Yesterday I had a very enjoyable visit to Lynchburg, Virginia, where I was the Turner Lecturer in the Humanities at Lynchburg College. That is a lovely liberal arts college with about 2500 undergraduates in the same town as Jerry Falwell's Liberty University -- a very different place! I spoke on the Moral Mission of Higher Education and got a nice reception from a good audience. I gave a list of all the reasons why colleges and universities have a hard time prioritizing the exercise of moral courage, and how it was that the moral mission had gotten squeezed out over time. I ended with a bit of a manifesto for honoring free inquiry and free speech at the same time as expecting the institution at least sometimes to have a moral posture about itself. Those familiar with my previous worries about an HBS professor's consulting in Libya and the Swamy vote can imagine where the tensions lie. I hit some of the notes that are in Ellen Lagemann's and my essay on civic education in Harvard magazine, but it's not the same story. I am trying to decide if I should write it up in a longer form.

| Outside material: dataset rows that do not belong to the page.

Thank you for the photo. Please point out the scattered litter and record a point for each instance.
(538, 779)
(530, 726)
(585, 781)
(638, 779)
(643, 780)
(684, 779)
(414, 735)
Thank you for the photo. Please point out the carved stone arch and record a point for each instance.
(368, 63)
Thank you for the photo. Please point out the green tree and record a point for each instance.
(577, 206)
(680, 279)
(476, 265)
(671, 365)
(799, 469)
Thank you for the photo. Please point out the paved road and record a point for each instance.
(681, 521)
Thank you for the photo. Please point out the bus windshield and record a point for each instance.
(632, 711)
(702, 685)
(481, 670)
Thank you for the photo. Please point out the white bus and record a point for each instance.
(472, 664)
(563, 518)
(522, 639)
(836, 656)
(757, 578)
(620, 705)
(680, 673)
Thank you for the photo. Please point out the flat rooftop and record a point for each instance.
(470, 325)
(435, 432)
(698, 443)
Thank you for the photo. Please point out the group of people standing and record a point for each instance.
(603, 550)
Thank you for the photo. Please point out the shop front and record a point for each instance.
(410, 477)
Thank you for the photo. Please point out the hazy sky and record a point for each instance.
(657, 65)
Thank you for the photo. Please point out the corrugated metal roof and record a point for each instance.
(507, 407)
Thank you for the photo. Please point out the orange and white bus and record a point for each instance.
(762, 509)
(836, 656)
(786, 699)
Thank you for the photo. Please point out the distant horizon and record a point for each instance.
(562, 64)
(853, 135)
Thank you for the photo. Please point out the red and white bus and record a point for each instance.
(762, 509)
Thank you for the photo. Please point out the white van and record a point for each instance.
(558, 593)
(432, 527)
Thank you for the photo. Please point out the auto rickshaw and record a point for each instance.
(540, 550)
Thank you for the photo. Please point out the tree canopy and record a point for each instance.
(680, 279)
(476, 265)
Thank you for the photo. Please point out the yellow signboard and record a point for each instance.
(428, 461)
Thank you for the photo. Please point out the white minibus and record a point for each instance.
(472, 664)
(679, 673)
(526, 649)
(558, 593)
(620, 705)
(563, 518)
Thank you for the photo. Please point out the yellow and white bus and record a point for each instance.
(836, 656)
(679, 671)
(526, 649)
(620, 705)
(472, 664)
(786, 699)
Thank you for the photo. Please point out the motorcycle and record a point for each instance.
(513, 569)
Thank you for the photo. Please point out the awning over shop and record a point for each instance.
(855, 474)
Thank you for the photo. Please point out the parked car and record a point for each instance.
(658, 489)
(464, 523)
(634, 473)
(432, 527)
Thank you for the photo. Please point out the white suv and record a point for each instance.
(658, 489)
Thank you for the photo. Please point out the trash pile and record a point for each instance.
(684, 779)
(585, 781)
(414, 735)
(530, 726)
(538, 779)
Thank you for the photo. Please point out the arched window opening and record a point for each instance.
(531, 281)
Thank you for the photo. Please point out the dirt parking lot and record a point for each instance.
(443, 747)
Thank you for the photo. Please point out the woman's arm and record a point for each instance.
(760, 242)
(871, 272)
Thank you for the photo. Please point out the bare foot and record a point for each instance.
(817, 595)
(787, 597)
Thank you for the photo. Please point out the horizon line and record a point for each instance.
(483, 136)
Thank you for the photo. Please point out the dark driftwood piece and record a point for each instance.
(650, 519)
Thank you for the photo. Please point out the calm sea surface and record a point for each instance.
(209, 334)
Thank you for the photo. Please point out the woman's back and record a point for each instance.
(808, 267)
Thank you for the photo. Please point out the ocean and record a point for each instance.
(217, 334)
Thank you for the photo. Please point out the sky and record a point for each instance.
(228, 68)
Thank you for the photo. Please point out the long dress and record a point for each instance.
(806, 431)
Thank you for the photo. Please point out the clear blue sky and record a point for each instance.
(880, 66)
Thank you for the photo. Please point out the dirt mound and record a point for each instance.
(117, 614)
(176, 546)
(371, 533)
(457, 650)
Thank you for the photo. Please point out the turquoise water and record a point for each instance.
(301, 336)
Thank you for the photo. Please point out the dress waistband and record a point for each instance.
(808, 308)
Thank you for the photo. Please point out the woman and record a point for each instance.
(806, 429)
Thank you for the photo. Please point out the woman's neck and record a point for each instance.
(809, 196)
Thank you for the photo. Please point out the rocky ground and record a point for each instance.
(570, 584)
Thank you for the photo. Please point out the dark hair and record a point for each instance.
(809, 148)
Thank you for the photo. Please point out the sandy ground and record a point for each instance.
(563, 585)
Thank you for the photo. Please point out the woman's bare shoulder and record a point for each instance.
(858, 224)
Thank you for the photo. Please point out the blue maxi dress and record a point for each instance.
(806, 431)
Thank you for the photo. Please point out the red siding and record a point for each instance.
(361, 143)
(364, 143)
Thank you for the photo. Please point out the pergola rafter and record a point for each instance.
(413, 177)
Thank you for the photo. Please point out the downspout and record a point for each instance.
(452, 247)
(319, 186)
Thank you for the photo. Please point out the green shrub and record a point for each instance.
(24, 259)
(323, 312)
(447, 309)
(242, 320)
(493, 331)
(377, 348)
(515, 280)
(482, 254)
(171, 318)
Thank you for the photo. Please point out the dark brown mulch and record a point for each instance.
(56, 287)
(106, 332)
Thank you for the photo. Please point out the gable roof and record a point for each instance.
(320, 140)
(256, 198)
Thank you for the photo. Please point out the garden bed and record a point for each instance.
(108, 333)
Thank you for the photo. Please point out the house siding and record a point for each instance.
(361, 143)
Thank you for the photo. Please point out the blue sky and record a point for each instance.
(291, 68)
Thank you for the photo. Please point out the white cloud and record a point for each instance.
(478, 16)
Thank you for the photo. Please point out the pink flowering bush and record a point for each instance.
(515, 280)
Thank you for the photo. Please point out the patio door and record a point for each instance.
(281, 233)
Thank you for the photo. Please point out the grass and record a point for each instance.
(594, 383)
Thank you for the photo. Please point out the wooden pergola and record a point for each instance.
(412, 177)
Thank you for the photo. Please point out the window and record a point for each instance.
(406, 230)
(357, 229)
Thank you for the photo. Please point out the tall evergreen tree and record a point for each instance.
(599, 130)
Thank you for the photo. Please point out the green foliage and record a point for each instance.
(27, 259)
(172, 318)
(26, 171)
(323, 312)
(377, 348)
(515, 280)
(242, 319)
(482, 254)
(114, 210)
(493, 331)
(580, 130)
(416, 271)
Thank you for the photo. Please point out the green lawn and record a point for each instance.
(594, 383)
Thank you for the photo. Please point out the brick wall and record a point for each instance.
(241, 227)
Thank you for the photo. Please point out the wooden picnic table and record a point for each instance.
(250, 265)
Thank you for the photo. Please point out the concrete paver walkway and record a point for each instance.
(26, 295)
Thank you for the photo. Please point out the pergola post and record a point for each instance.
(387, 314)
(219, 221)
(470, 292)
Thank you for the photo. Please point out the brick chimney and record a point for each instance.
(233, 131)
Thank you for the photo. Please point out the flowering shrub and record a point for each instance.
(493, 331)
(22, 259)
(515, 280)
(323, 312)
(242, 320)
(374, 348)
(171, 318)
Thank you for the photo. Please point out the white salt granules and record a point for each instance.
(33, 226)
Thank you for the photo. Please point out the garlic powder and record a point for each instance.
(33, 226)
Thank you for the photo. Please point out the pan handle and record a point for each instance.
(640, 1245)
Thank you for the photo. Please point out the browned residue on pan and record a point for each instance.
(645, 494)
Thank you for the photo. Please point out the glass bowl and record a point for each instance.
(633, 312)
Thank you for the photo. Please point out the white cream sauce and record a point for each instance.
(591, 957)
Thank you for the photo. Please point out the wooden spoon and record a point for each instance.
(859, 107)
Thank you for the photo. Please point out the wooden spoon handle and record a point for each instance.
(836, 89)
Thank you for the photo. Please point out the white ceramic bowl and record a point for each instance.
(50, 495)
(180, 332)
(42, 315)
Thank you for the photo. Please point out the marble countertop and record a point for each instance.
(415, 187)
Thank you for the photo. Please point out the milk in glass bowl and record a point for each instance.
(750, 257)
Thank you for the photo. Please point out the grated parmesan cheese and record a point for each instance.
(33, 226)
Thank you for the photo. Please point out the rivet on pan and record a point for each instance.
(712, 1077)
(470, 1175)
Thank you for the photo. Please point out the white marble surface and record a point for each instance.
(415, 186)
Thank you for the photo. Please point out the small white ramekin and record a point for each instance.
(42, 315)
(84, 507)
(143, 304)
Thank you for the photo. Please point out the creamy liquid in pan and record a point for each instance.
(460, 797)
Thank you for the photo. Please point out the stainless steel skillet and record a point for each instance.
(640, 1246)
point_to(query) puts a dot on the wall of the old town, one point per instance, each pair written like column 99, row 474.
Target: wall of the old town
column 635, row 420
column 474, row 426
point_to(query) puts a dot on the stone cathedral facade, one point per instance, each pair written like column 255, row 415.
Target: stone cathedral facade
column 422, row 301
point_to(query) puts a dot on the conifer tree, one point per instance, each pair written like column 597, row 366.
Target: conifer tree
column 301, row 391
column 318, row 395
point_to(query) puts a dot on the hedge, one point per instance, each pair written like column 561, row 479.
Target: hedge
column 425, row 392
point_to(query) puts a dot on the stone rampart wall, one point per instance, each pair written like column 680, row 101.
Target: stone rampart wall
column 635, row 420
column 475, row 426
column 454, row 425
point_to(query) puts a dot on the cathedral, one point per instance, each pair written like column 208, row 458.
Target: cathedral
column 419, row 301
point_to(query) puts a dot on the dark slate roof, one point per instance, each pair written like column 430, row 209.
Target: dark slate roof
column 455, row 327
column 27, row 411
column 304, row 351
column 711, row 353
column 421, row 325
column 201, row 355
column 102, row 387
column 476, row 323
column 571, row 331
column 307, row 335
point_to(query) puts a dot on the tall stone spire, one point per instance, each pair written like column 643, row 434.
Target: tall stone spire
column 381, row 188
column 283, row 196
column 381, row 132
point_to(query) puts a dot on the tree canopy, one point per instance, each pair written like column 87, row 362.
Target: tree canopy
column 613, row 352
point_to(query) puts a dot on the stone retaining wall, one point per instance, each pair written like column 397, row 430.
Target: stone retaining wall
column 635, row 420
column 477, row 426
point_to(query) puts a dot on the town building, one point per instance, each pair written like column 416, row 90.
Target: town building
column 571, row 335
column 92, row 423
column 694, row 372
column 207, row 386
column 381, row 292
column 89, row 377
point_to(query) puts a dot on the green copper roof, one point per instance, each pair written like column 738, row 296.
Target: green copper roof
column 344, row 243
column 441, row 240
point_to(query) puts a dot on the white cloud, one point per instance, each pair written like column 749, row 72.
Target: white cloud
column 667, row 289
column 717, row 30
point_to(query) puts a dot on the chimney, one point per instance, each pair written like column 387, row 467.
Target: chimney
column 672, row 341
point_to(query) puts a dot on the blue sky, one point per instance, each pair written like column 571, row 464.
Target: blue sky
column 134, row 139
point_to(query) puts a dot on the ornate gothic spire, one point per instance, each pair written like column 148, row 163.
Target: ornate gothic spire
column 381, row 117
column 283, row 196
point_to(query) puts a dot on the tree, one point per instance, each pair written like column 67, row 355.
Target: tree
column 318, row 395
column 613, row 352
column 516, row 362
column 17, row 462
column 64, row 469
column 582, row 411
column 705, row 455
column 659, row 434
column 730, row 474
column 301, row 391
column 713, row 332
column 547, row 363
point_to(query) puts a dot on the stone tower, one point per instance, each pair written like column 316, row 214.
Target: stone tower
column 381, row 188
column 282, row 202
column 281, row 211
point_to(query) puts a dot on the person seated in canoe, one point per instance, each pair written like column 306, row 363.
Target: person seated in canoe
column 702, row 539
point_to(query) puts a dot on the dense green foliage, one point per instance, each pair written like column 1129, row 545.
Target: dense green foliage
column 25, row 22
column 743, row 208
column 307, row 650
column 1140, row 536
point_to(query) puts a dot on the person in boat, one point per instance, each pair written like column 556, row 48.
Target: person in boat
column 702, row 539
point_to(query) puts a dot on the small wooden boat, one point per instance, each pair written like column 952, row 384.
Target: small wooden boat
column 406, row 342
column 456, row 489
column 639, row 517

The Lynchburg newspaper wrote a very nice story in advance of the lecture, with an arresting analogy in the third paragraph.
It is a lovely area, everything on rolling hills and the blossoming trees have already started to bloom. We had dinner before the lecture at Shoemaker's, a good American restaurant in what was once a shoe manufactory overlooking the river. The town used to be a shoe manufacturing center. (I have a weakness for shoe makers since Gordon McKay, whose bequest pays my salary, was one.)
The interesting thing about the town is the way the secular intellectual and the evangelical worlds intermingle and collide--Lynchburg is home not just to the two institutions I mentioned by also Randolph College (which used to be Randolph-Macon until it went co-ed a few years ago), but Liberty U is enormous and growing. Some of the people who showed up at the talk were local community members with no particular connection to Lynchburg College except that it seems to be where they go when they want to get an occasional discussion of some subject out of the shadow of Liberty U. The most memorable part of the evening was when a guy came up to tell me how much he enjoyed the talk and to thank me profusely for visiting Lynchburg -- and, when I asked, identified himself as a manual laborer. I don't think that would happen to me in Cambridge or NYC.